Suddenly Alice, not minding the gap between reality and fantasy, jumps into a carriage just as the train is departing. Her distraught mother is left stranded on the platform.
But this is no ordinary train. Alice is trapped in Carroll’s nonsense world on a high-speed journey to nowhere… or is it?
The original Poltergeist Theatre and Brixton House production of Jack Bradfield’s play with lyrics by “rapperturg” Gerel Falconer premiered at London’s Brixton House on 1 December 2022.
Fast forward to Perth in early August 2025 and we have a bunch of talented students from Presbyterian Ladies’ College gifting us their own ripper production as a belated Christmas in July treat.

This entirely student-led production was the outcome of PLC hosting a workshop by Future Anything, which as PLC Head of Dance and Drama Oliver Craze writes is “an organisation dedicated to helping young people turn their ideas into action.”
One could not have picked a better project to embody this notion in motion. As in Carroll’s original story, this Alice is negotiating the middle childhood transition. Rap, originally giving voice to the disenfranchised and marginalised, is her chosen vehicle of expression. But she lacks confidence and keeps the bars which could liberate rather than imprison her, private.
Also as in Carroll’s original story, the other characters here, though fantastical, have their own journeys of self-growth, their own story arcs, to navigate.
Rabbit (Mimi Castleden) is emblematic of busywork, Tortoise (Samiya Kefford) needs to come out of his/her shell. Football goalies Dum and Dee (Arabella Bowles and Sophie Duncan) must learn the value of teamwork. Cat (Portia Pryor) must come out of the shadows. Tea Party participants Pigeon (Mya Weston) Chatter (Eloise Davey), Auretta Qaqish (Rat), Hester Bennett (Nose) are forever plotting and scheming but never actually putting their plans into action.

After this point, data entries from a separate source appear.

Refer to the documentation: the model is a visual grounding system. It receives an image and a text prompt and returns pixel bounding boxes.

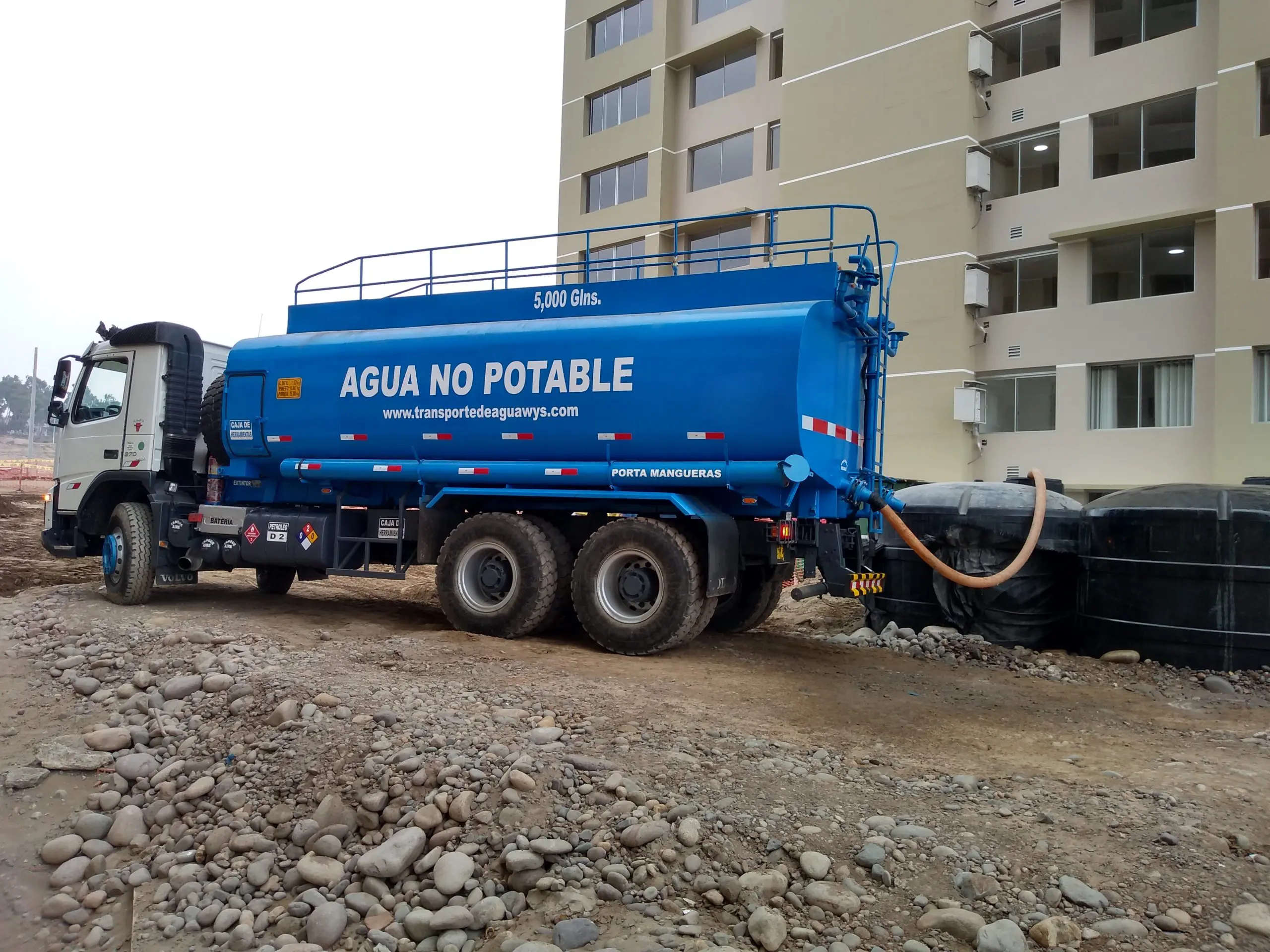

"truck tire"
[710,567,784,635]
[255,565,296,595]
[522,515,578,635]
[102,503,155,605]
[437,513,558,639]
[573,518,715,655]
[198,373,230,466]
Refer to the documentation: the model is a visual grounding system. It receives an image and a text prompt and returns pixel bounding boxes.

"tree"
[0,373,54,443]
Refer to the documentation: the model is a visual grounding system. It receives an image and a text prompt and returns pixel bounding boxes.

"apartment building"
[559,0,1270,498]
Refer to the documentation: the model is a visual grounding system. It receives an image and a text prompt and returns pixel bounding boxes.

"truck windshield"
[71,357,128,422]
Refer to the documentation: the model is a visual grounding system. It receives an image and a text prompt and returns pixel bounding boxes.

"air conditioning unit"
[964,264,988,307]
[965,146,992,192]
[969,30,992,76]
[952,387,987,424]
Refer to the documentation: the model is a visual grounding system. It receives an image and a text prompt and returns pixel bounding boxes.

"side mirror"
[48,357,75,429]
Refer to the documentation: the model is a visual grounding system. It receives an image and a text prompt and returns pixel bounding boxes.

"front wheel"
[255,565,296,595]
[573,519,715,655]
[102,503,155,605]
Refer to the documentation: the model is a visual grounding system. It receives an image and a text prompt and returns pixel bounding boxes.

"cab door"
[56,351,134,513]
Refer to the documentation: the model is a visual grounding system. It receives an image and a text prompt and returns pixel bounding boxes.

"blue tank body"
[213,263,899,518]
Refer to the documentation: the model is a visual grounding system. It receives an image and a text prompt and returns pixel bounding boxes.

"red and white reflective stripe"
[803,416,860,446]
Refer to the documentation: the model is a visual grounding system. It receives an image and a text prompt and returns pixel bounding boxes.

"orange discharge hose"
[882,470,1045,589]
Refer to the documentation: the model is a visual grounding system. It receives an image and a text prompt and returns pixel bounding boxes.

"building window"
[768,29,785,79]
[590,0,653,56]
[587,76,653,134]
[988,132,1058,198]
[587,155,648,212]
[1093,0,1197,56]
[1257,62,1270,136]
[691,129,755,192]
[696,0,749,23]
[1252,351,1270,422]
[1089,225,1195,304]
[1089,358,1194,430]
[689,224,747,274]
[1091,89,1195,179]
[979,369,1058,433]
[989,13,1062,82]
[587,238,645,281]
[692,46,757,105]
[984,251,1058,315]
[1257,204,1270,281]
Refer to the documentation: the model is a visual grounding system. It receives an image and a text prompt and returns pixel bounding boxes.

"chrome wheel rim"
[596,548,665,625]
[454,539,521,614]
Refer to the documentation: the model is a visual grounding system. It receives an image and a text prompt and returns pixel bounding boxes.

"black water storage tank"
[1078,483,1270,670]
[865,482,1081,648]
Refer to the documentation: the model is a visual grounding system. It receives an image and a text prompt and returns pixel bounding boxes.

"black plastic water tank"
[1078,483,1270,670]
[865,482,1081,648]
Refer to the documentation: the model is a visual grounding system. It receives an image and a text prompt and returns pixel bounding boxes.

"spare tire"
[198,373,230,466]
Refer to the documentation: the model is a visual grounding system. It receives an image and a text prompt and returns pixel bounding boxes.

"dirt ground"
[0,496,1270,950]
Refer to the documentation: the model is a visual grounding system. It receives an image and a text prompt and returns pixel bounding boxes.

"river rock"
[48,855,93,890]
[798,849,833,880]
[300,898,348,948]
[803,882,860,915]
[917,909,987,943]
[746,906,786,952]
[159,674,203,701]
[357,827,427,878]
[1027,915,1081,948]
[434,848,476,893]
[114,752,159,783]
[1229,902,1270,936]
[1089,919,1147,939]
[975,919,1027,952]
[36,734,114,771]
[621,820,671,849]
[84,727,132,753]
[1058,876,1107,909]
[105,803,146,847]
[39,833,84,866]
[296,853,344,886]
[551,916,599,952]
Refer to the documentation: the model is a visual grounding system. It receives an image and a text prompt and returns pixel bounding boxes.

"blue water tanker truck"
[43,206,929,654]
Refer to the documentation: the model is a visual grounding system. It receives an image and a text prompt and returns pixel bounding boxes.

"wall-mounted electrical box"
[969,30,992,76]
[965,146,992,192]
[964,264,988,307]
[952,387,987,424]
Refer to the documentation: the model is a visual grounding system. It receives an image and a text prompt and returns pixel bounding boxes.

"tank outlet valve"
[790,581,829,601]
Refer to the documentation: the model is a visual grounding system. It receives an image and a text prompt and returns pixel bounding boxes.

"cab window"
[71,357,128,422]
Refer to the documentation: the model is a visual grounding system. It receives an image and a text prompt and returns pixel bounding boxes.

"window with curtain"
[1089,358,1195,430]
[588,238,644,281]
[590,0,653,56]
[988,13,1063,84]
[587,76,653,134]
[1252,349,1270,422]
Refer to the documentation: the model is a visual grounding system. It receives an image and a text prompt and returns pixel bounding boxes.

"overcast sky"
[0,0,565,379]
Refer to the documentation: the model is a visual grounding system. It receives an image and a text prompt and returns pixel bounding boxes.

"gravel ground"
[0,510,1270,952]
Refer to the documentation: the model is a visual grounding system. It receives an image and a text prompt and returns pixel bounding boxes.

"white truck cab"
[42,321,229,604]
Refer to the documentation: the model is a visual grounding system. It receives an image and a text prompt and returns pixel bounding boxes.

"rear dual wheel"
[572,518,716,655]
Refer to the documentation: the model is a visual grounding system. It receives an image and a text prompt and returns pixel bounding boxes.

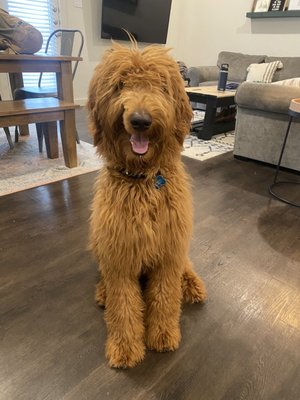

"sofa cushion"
[217,51,266,82]
[266,57,300,81]
[246,61,283,83]
[272,78,300,88]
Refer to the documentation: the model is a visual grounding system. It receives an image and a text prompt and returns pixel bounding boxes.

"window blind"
[7,0,60,87]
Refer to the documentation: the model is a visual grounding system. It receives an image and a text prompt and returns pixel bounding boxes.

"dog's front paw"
[146,326,181,352]
[106,338,145,368]
[181,271,206,304]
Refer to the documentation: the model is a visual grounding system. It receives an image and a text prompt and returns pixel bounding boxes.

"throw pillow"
[246,61,283,83]
[272,78,300,87]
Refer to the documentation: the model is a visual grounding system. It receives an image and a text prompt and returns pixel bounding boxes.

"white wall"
[168,0,300,66]
[61,0,300,102]
[0,0,300,104]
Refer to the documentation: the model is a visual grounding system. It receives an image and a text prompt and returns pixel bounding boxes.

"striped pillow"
[246,61,283,83]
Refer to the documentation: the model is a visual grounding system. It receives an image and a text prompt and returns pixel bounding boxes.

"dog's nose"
[129,111,152,131]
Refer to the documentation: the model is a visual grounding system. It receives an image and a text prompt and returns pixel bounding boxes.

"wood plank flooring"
[0,114,300,400]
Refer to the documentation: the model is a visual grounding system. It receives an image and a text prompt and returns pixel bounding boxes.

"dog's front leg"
[104,271,145,368]
[145,264,182,351]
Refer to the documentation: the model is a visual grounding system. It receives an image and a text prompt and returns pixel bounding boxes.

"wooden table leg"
[60,110,77,168]
[43,121,58,158]
[56,62,77,168]
[198,99,217,140]
[9,73,29,136]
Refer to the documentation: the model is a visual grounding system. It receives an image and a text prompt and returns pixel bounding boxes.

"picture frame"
[269,0,286,11]
[252,0,271,12]
[288,0,300,10]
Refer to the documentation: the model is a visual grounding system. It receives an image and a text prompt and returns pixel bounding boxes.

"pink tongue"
[130,133,149,154]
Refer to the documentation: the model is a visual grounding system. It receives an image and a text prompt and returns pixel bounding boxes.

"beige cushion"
[272,78,300,87]
[246,61,283,83]
[266,56,300,82]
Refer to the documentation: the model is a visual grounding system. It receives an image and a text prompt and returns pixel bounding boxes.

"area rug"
[0,127,102,196]
[0,127,234,196]
[182,131,234,161]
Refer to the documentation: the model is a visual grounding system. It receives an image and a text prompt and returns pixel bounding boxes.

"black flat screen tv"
[101,0,172,43]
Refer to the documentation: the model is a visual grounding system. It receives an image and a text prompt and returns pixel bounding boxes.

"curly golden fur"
[88,43,205,368]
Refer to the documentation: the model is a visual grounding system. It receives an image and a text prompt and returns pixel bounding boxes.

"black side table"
[269,98,300,207]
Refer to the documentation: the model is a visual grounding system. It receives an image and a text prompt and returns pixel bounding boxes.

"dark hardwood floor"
[0,112,300,400]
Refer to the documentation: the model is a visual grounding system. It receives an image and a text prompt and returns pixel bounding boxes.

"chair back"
[38,29,84,87]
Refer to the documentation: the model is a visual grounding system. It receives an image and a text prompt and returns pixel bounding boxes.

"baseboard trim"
[74,99,87,107]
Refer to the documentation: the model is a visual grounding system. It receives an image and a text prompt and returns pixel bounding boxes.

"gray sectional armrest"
[235,82,300,114]
[187,65,219,86]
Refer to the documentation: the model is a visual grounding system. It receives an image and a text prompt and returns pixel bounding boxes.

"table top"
[185,86,236,98]
[0,51,82,62]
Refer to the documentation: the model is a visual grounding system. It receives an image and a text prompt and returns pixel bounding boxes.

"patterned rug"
[182,131,234,161]
[0,123,234,196]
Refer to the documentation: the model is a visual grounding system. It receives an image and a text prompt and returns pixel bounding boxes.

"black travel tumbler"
[218,64,229,92]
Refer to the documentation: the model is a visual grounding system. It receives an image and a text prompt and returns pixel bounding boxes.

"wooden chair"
[14,29,84,152]
[0,97,79,168]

The set, dominated by an excellent approximation of two carriages of a London Underground train (mad hats off to Maya D’Silva and Isabel Greentree), the movement of which is managed through deft video work through its windows, is the backdrop for what is initially a series of somewhat disjointed encounters in between Alice and these strange creatures, so economically attired by student costume designers including Samara Sudwell and Rachel Cheveralls.

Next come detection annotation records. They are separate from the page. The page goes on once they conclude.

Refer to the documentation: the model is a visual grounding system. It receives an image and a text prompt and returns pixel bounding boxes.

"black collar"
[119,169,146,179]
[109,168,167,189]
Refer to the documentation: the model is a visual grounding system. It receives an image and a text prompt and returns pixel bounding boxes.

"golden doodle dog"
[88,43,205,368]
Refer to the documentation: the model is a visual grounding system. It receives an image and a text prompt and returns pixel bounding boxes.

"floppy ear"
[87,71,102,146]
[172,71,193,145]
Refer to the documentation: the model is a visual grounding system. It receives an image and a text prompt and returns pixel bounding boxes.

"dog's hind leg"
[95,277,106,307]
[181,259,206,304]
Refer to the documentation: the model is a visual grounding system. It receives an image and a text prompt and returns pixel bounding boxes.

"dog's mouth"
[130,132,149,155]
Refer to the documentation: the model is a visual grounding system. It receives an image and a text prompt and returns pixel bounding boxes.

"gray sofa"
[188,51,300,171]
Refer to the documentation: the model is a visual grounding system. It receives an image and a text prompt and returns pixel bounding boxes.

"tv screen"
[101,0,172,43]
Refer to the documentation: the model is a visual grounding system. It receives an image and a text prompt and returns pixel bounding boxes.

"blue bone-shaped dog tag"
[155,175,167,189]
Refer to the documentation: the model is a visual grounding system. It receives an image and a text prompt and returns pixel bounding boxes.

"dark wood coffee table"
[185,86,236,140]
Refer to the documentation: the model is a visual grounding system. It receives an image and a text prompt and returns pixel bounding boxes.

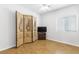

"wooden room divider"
[16,12,37,47]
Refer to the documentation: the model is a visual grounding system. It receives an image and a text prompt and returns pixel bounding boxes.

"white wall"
[41,5,79,46]
[0,4,40,50]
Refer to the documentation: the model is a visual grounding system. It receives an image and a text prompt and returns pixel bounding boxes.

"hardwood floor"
[0,40,79,54]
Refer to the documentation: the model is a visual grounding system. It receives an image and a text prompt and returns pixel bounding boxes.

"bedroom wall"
[41,5,79,46]
[0,4,40,51]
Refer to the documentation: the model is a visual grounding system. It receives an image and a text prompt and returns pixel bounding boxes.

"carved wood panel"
[16,12,23,47]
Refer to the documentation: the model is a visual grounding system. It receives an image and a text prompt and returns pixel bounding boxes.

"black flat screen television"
[38,27,47,32]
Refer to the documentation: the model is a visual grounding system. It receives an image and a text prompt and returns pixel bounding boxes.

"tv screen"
[38,27,47,32]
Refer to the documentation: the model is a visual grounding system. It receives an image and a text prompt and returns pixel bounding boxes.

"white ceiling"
[21,4,69,14]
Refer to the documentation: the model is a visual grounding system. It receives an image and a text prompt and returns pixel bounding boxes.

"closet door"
[16,12,23,47]
[24,15,33,43]
[33,17,37,41]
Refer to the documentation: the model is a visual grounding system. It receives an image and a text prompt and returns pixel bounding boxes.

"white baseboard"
[48,38,79,47]
[0,45,15,51]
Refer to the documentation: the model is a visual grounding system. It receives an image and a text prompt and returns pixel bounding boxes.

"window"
[57,15,78,32]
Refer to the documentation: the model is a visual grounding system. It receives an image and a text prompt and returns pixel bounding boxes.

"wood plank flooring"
[0,40,79,54]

But this fluid exposition is merely a dramatis personae played out in real time as Alice comes to grips with her predicament. Soon enough, all are united, under Alice’s inspiration, to depose the Queen of the Line (also played by Ava Farrer – appropriate, since the Queen represents parental authority) – and liberate her minions Ava Falconer Hammersmith (Ava Falconer), District (Isla Barker) and Circle (Chloe Speirs).

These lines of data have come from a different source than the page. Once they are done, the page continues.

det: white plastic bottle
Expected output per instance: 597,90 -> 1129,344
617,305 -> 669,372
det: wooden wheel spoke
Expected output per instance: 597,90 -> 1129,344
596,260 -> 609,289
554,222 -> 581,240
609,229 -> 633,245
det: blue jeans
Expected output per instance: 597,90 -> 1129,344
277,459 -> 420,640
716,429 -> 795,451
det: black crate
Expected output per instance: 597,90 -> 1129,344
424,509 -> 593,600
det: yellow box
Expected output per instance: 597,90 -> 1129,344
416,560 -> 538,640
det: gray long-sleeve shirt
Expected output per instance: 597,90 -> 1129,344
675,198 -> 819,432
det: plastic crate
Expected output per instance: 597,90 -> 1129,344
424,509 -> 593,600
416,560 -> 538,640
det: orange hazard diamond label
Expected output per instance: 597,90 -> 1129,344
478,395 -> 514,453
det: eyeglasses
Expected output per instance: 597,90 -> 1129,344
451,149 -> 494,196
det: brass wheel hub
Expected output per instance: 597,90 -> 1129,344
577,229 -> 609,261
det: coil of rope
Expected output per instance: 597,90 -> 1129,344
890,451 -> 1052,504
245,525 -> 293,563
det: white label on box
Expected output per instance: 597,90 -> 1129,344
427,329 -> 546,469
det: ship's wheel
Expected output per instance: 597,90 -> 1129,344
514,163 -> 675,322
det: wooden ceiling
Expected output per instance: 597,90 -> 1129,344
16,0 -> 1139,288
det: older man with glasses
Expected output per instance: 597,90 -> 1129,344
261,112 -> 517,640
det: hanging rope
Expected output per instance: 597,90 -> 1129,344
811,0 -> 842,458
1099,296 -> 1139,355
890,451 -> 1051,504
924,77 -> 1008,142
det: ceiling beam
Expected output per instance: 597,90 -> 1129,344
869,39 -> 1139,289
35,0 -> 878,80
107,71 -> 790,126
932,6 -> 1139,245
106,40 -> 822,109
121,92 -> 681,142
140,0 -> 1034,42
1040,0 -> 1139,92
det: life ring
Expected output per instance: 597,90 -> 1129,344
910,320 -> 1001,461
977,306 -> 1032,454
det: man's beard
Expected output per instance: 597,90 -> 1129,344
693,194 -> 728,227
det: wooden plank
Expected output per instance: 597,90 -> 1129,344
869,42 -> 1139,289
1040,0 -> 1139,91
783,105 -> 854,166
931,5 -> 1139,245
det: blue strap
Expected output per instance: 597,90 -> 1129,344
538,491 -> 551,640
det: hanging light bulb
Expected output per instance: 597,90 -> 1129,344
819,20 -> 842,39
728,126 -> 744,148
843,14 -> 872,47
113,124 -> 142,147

Not to mention the feared Jabberwocky (Mia Brown). And maybe even the train itself, stuck on, the same track, an endless loop which must be broken…
Whyte, as an Alice literally learning to find her voice, delivers a powerhouse performance. The battle raps — with Chatter, her mum, and the Queen — are standout moments in a show already packed with highlights (and, it must be said, more than a few puns).

But really there are no weak links, and directors Matilda Allen, Miller Duffield, Isobel Barker, Greta Terzieva, Liv Bell and Mira Yew (Years 9-11) seem fully to have grasped the very real opportunity to express through this fun production profound truths so significant for to teenage students such as themselves.
The entire team, including the remainder of an army of cast and crew too numerous to mention here, are to be congratulated for so successfully delivering a project which clearly demonstrates what’s possible when young people’s agency and creativity are allowed to flourish under careful guidance and inspiration.